クエンティン・タランティーノ『ジャンゴ 繋がれざる者』(2012/米)

★★

南北戦争の2年前。テキサス。ドイツ人のシュルツ(クリストフ・ヴァルツ)は元歯科医で現在は賞金稼ぎをしている。彼は黒人奴隷ジャンゴ(ジェイミー・フォックス)を解放し、賞金稼ぎの相棒にすることになった。ジャンゴは妻ブルームヒルダ(ケリー・ワシントン)と生き別れており、彼女は現在もどこかで奴隷をしているという。ミシシッピのキャンディ農園にいることを突き止めた二人は農園主カルヴィン(レオナルド・ディカプリオ)の元へ。そこは黒人嫌いの奴隷頭スティーヴン(サミュエル・L・ジャクソン)が家政を取り仕切っていた。

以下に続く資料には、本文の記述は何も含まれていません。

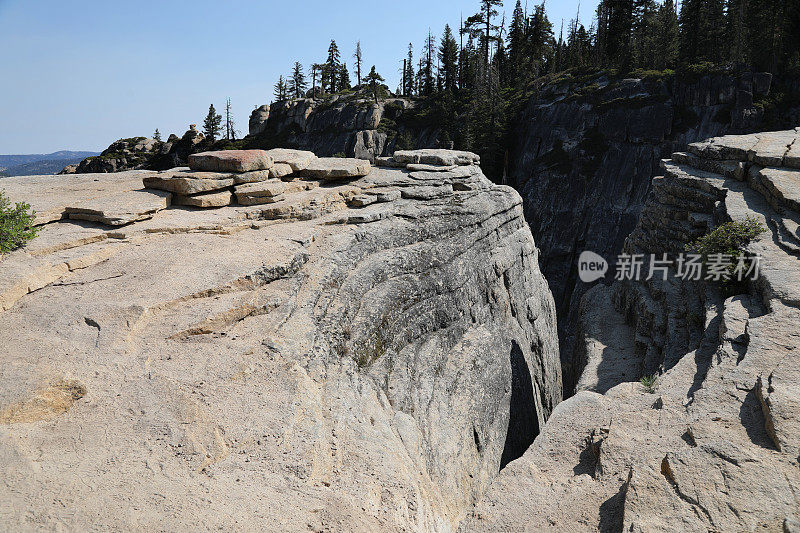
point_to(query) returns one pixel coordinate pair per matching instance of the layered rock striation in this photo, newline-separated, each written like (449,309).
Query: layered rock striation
(587,145)
(362,354)
(713,444)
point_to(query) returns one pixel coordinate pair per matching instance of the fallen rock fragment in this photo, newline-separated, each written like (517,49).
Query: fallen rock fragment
(212,199)
(334,168)
(231,161)
(121,208)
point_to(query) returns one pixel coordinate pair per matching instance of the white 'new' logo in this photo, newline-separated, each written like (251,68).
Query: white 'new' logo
(591,267)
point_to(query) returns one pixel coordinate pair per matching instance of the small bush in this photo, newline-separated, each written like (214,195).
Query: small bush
(649,383)
(729,239)
(16,224)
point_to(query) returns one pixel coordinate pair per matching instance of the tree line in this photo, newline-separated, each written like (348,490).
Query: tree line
(469,78)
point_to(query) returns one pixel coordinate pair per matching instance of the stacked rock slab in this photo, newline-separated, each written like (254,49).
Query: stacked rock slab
(714,445)
(364,365)
(251,177)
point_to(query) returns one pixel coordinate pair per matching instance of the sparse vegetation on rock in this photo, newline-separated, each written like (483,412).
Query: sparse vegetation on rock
(16,224)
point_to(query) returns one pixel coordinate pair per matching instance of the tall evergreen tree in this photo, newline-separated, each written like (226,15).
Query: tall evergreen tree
(297,83)
(702,31)
(344,78)
(230,130)
(212,124)
(375,80)
(429,53)
(359,59)
(448,57)
(281,89)
(665,36)
(409,73)
(516,45)
(480,26)
(331,68)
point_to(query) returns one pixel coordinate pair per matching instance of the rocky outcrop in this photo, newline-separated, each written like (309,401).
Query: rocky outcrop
(362,355)
(713,444)
(349,125)
(587,147)
(139,153)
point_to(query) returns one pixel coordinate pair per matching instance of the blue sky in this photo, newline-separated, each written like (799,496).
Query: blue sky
(79,75)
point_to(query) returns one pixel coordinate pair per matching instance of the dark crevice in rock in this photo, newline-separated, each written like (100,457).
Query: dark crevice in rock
(523,423)
(612,511)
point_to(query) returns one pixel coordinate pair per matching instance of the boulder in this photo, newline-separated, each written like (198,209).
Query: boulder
(251,177)
(281,170)
(333,168)
(437,157)
(188,183)
(297,159)
(120,208)
(231,161)
(212,199)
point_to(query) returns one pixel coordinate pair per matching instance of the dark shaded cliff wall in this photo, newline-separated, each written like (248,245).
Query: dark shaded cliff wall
(584,152)
(350,126)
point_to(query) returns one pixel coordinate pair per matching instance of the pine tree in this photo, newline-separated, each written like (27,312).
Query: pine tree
(428,82)
(344,78)
(618,31)
(297,82)
(230,131)
(702,25)
(448,56)
(332,67)
(316,68)
(516,46)
(211,124)
(736,31)
(374,79)
(280,89)
(358,58)
(665,37)
(480,26)
(539,42)
(409,73)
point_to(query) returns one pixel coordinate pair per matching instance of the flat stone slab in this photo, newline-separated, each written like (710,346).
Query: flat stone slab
(213,199)
(331,168)
(281,170)
(363,200)
(121,208)
(264,188)
(432,156)
(784,184)
(252,177)
(427,192)
(771,148)
(297,159)
(244,199)
(792,158)
(231,161)
(187,183)
(388,162)
(414,167)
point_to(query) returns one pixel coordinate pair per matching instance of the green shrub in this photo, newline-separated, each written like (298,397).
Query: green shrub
(729,239)
(16,224)
(649,383)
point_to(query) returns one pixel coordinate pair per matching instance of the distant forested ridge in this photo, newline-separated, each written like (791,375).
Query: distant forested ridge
(33,164)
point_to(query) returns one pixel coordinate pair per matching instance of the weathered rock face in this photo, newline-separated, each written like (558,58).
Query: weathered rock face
(303,364)
(353,126)
(715,446)
(585,154)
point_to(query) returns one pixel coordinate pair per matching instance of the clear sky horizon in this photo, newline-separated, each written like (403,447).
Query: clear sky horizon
(79,75)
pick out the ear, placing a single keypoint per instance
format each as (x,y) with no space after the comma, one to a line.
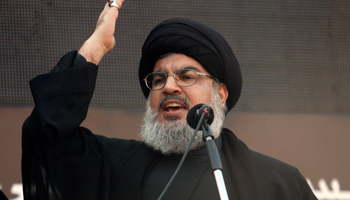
(222,89)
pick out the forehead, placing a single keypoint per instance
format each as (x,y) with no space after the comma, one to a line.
(177,61)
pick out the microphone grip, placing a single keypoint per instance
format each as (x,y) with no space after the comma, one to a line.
(213,154)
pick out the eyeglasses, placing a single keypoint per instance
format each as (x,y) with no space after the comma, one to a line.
(183,77)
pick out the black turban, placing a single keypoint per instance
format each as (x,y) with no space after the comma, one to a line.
(199,42)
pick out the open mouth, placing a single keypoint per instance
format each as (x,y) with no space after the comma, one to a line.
(173,106)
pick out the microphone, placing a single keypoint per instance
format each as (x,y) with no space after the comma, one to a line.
(195,113)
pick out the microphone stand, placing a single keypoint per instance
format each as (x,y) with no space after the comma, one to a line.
(214,157)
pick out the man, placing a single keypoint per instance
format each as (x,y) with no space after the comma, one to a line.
(183,63)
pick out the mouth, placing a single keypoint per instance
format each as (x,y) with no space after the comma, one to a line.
(173,107)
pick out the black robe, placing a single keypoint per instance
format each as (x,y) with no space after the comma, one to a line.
(62,160)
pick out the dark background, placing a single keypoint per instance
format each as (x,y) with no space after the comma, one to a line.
(294,56)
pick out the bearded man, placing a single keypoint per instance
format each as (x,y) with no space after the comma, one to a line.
(183,63)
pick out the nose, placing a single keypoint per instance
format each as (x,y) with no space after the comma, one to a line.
(171,87)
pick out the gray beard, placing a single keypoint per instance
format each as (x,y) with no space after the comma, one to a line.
(173,136)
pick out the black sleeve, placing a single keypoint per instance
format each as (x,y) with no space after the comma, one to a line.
(53,143)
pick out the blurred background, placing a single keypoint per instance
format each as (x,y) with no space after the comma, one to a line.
(294,56)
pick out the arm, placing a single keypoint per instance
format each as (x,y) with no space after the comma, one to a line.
(55,148)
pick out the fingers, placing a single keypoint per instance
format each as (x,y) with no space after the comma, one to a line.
(115,3)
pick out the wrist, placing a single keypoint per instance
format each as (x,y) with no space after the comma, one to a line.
(93,51)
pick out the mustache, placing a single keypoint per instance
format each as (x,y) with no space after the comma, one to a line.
(182,99)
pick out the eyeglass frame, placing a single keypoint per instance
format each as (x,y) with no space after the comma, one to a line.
(167,75)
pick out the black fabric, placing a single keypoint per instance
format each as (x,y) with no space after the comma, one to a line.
(199,42)
(2,196)
(62,160)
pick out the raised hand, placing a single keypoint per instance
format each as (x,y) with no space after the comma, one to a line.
(102,40)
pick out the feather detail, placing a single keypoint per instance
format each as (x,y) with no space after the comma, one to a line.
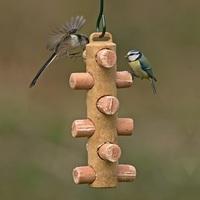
(153,86)
(47,63)
(71,27)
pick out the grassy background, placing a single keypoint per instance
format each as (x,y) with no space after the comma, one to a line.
(37,152)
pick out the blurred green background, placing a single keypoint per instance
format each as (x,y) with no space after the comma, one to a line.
(37,152)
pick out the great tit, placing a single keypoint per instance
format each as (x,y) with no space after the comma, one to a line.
(140,67)
(65,41)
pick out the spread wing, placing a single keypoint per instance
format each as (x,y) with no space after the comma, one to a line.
(146,66)
(71,27)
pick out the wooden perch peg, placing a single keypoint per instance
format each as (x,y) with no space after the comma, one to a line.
(84,175)
(108,105)
(80,81)
(106,58)
(109,152)
(126,173)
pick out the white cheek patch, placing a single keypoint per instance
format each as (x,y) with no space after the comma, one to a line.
(133,57)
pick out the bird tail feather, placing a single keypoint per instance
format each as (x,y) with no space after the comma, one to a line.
(153,86)
(47,63)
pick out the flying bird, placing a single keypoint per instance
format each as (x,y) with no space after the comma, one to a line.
(65,41)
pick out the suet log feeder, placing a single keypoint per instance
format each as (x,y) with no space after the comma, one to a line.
(102,125)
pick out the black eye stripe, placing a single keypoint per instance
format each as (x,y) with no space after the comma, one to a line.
(133,54)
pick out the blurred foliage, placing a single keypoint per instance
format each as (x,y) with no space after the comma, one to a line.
(37,152)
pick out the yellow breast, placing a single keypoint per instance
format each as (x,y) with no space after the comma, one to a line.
(136,67)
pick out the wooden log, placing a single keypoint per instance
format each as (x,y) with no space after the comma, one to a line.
(83,128)
(82,81)
(106,58)
(124,79)
(125,126)
(84,175)
(108,105)
(109,152)
(105,125)
(126,173)
(86,128)
(85,80)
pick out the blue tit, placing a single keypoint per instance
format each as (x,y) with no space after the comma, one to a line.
(65,41)
(140,67)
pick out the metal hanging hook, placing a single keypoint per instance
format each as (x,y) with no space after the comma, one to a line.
(101,20)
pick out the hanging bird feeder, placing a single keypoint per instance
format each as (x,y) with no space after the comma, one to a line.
(102,125)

マカロニ・ウェスタンのオマージュだが、これなら本家のほうがだいぶ面白い。本家はあまり高い志を持たず、「こういうのでいいんだよ」を志向しているから。とはいえ、ハリウッド一流のスタッフで敢えてB級映画を撮る面白さはあって、過剰な暴力描写と悪役のキャラがやたらと立っているところは良かった。本作はクリストフ・ヴァルツアカデミー賞助演男優賞が授与されたが、個人的にはレオナルド・ディカプリオサミュエル・L・ジャクソンにあげたい気分である。この二人はヒーロー側のジェイミー・フォックスたちを完全に食っていた。

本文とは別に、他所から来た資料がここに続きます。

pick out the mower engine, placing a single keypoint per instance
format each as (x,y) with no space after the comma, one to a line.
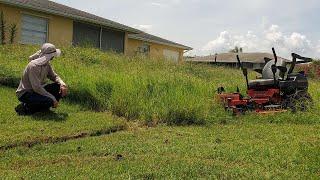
(274,92)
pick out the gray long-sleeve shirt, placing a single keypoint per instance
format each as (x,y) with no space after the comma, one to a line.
(34,78)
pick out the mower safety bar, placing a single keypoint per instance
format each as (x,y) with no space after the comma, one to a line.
(244,71)
(295,62)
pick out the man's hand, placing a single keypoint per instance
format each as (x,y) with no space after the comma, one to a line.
(55,104)
(64,91)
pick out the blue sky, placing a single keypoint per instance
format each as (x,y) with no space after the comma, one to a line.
(215,26)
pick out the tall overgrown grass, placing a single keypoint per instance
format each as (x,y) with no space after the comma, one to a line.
(152,90)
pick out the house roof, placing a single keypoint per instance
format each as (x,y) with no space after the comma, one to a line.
(65,11)
(231,58)
(154,39)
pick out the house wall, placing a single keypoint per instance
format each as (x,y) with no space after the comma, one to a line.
(60,30)
(156,50)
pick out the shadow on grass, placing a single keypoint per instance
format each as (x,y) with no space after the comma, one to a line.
(11,82)
(50,116)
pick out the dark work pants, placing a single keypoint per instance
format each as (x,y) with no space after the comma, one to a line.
(34,102)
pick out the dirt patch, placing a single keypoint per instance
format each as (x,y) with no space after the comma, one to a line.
(62,139)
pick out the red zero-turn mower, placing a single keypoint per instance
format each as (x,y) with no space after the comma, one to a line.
(278,90)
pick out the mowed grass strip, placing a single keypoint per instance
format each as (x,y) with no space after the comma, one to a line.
(255,151)
(65,122)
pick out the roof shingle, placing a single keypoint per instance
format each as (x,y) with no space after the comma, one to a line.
(151,38)
(62,10)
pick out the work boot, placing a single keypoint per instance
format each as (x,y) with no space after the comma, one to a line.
(21,110)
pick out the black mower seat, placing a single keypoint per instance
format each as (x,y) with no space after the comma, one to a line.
(254,84)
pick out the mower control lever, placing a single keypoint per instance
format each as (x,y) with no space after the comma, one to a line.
(274,67)
(294,61)
(244,71)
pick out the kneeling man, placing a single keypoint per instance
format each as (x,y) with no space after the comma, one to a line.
(33,93)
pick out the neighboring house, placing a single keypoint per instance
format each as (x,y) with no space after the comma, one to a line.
(255,61)
(40,21)
(155,47)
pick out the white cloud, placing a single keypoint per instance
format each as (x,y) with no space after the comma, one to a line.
(157,4)
(144,27)
(165,3)
(285,43)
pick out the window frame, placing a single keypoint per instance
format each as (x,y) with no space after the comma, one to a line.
(47,19)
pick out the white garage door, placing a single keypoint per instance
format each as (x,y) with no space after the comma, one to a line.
(34,30)
(171,55)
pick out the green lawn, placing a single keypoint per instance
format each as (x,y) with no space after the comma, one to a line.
(68,120)
(139,118)
(242,150)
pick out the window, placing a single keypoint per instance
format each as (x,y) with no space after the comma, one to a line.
(171,55)
(34,30)
(144,49)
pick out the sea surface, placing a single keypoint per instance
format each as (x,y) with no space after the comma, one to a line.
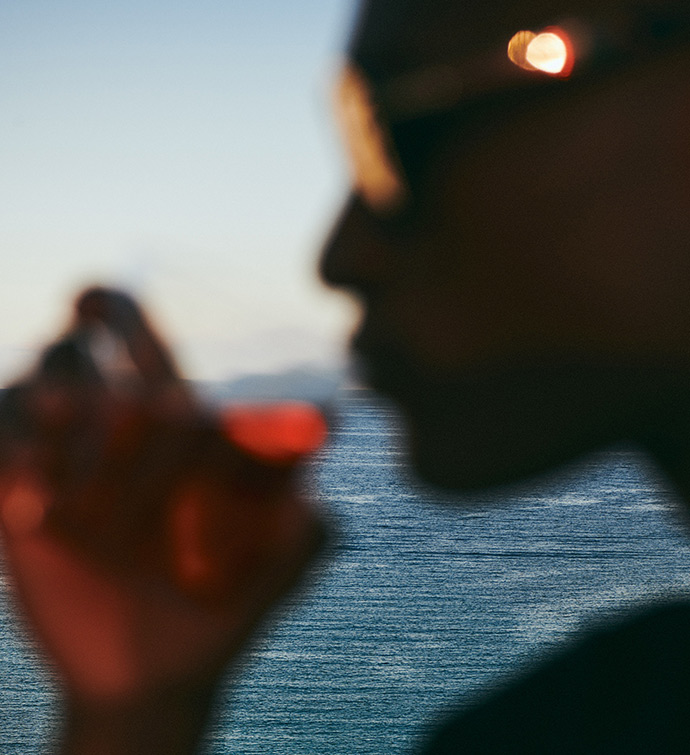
(422,600)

農園主カルヴィンは黒人奴隷に囲まれて育ったから、黒人の扱いにだいぶ慣れている。逃亡した者には容赦ない罰を与えているが、奴隷頭のスティーヴンには口答えする権利を与えていた。そこまで言わせていいんだ、と見ているほうが驚くくらいである。その一方、奴隷デスマッチという奴隷同士の殺し合いにも興じていて、残酷な趣味嗜好の持ち主でもある。彼はまるで小さな国の王様だった。そんなカルヴィンがシュルツたちに騙されたことを知り、骨相学について講義する流れが面白い。彼は自由黒人の存在を認めるくらい鷹揚だったが、一方で奴隷主としては苛烈な決断を下す残酷さがある。その両面がいい感じにブレンドされていた。シュルツに執拗に握手を求めて殺されるところも最高である。

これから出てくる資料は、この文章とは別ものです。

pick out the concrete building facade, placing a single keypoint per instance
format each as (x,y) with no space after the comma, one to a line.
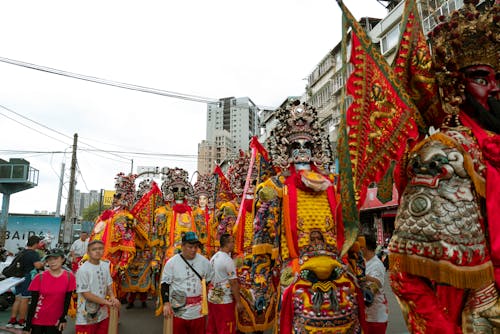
(231,122)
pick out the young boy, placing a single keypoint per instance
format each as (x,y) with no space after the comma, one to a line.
(94,288)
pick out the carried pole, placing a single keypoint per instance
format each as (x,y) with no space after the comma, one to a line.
(70,206)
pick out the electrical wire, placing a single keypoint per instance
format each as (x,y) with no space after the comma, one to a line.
(143,89)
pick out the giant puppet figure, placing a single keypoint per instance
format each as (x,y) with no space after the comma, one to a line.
(445,251)
(176,217)
(115,227)
(297,235)
(203,213)
(140,275)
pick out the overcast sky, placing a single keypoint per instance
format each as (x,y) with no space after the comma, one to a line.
(262,49)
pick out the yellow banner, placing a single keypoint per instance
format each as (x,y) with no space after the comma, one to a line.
(108,197)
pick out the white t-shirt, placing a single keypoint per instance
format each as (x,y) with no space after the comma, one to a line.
(79,247)
(182,279)
(224,270)
(378,311)
(94,278)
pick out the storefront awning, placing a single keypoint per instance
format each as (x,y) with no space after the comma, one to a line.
(372,202)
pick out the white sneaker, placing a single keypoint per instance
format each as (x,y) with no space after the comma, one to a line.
(11,324)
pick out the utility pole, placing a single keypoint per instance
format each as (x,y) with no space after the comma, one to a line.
(59,194)
(70,206)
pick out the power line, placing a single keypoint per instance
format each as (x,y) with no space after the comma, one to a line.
(143,89)
(50,129)
(27,126)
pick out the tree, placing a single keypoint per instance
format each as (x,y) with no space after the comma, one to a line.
(91,212)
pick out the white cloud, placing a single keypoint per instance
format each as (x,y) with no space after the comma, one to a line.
(261,49)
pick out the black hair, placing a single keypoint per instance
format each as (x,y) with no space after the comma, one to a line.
(33,240)
(371,242)
(224,239)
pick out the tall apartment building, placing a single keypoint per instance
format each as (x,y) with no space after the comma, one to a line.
(84,200)
(325,83)
(231,122)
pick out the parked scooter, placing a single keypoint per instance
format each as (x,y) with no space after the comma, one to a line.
(7,298)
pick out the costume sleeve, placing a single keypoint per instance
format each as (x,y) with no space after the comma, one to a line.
(109,280)
(377,271)
(32,307)
(210,272)
(230,269)
(167,276)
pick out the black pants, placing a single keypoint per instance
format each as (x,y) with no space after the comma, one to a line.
(37,329)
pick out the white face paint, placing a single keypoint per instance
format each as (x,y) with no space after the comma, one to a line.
(301,151)
(203,201)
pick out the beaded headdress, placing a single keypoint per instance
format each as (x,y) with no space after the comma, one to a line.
(125,188)
(143,188)
(298,121)
(468,38)
(176,178)
(204,185)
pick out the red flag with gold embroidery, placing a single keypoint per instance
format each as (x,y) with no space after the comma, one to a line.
(414,70)
(381,118)
(223,187)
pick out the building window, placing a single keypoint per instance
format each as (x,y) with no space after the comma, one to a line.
(390,40)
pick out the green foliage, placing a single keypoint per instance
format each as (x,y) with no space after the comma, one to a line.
(91,212)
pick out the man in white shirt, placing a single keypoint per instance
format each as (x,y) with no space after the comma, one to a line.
(224,292)
(181,287)
(95,292)
(377,313)
(78,250)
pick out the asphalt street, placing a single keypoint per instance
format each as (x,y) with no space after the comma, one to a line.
(143,321)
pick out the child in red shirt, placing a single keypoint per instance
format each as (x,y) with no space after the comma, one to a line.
(51,293)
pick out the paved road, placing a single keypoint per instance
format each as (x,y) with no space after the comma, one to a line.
(142,321)
(397,324)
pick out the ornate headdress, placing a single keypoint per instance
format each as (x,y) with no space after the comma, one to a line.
(298,121)
(237,173)
(176,178)
(468,38)
(143,188)
(125,188)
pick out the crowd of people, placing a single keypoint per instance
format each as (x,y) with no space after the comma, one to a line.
(274,244)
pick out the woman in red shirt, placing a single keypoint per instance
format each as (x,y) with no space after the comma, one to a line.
(51,293)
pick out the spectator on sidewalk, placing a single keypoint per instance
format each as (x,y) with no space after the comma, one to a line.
(78,250)
(181,287)
(95,292)
(30,260)
(51,292)
(377,313)
(224,292)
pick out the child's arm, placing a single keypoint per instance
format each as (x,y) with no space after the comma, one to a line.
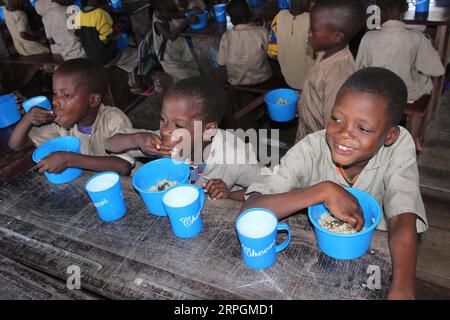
(35,117)
(403,248)
(59,161)
(338,201)
(148,142)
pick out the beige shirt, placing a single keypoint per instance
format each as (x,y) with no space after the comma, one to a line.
(243,51)
(227,158)
(295,56)
(17,22)
(408,53)
(391,176)
(323,82)
(109,121)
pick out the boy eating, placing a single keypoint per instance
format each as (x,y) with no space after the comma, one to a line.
(362,147)
(79,86)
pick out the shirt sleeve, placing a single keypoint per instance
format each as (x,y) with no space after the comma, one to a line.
(427,59)
(402,184)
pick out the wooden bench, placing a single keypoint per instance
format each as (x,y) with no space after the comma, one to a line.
(35,62)
(415,113)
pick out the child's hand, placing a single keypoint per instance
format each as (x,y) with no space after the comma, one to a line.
(216,189)
(40,116)
(55,162)
(344,206)
(151,144)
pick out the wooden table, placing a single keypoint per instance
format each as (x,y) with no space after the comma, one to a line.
(46,228)
(438,17)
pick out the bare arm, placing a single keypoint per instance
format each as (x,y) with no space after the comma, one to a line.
(403,248)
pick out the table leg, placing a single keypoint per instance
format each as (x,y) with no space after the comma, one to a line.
(441,43)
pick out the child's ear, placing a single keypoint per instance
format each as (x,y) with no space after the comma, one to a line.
(392,136)
(95,99)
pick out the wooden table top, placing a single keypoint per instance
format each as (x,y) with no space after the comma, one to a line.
(51,227)
(437,15)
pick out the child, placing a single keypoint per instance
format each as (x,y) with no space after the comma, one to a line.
(408,53)
(190,102)
(79,86)
(289,43)
(16,20)
(177,59)
(333,24)
(62,40)
(243,49)
(362,147)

奴隷頭のスティーヴンは自分も黒人のくせになぜか他の黒人を見下していて滑稽である。主人のカルヴィンと違い、彼は自由黒人のジャンゴを認めていない。黒人のくせに自由に振る舞っているのが許せないようだ。スティーヴンは白人の価値観を内面化していた。そういう意味で「白い黒人」と呼ぶのがふさわしいだろう。方や白人のように自由を謳歌するジャンゴと、方や白人の価値観を内面化したスティーヴン。この二人の対比が面白い。スティーヴンの主人に対する忠誠心は半端なく、奴隷とは心まで奴隷になった者を指すのだろう、と絶望的になる。アメリカの奴隷制の完成形がスティーヴンだった。

ほとんどの西部劇では人が銃で撃たれても血も流さず一発で死んでいくが、本作はその正反対である。まるで新鮮な果物を撃ったかのように血飛沫が飛びまくる。人体の60%は水分でできているから、この誇張された描写にも説得力がある。銃弾が当たれば血飛沫が飛ぶし、肉片がこそぎ落ちるし、人体には穴があく。そういう過剰な描写を基本設定に据えたところが本作の爽快さに繫がっている。一発で死ねなかった悪党が倒れて泣き叫んでいるところもまたいい。銃撃戦では一箇所だけスローモーションが使われているが、マカロニ・ウェスタンではそういう表現がなかったので新鮮だった。

西部劇の入れ物なら公然と差別語が使える。これは大きな発見だった。劇中ではみんなやたらと「ニガー」「ニガー」言っている。また、インディアンの代わりにKKKを出しているところも見ものだろう。彼らが襲撃前にマスクについてうだうだ揉めているのが可笑しかった。

ただ、好き嫌いで言ったら本家マカロニ・ウェスタンのほうが断然好きで、こういう現代的な西部劇はちょっと苦手である。俺ってクールだろ? みたいな監督の自意識が透けて見えるところがきつい。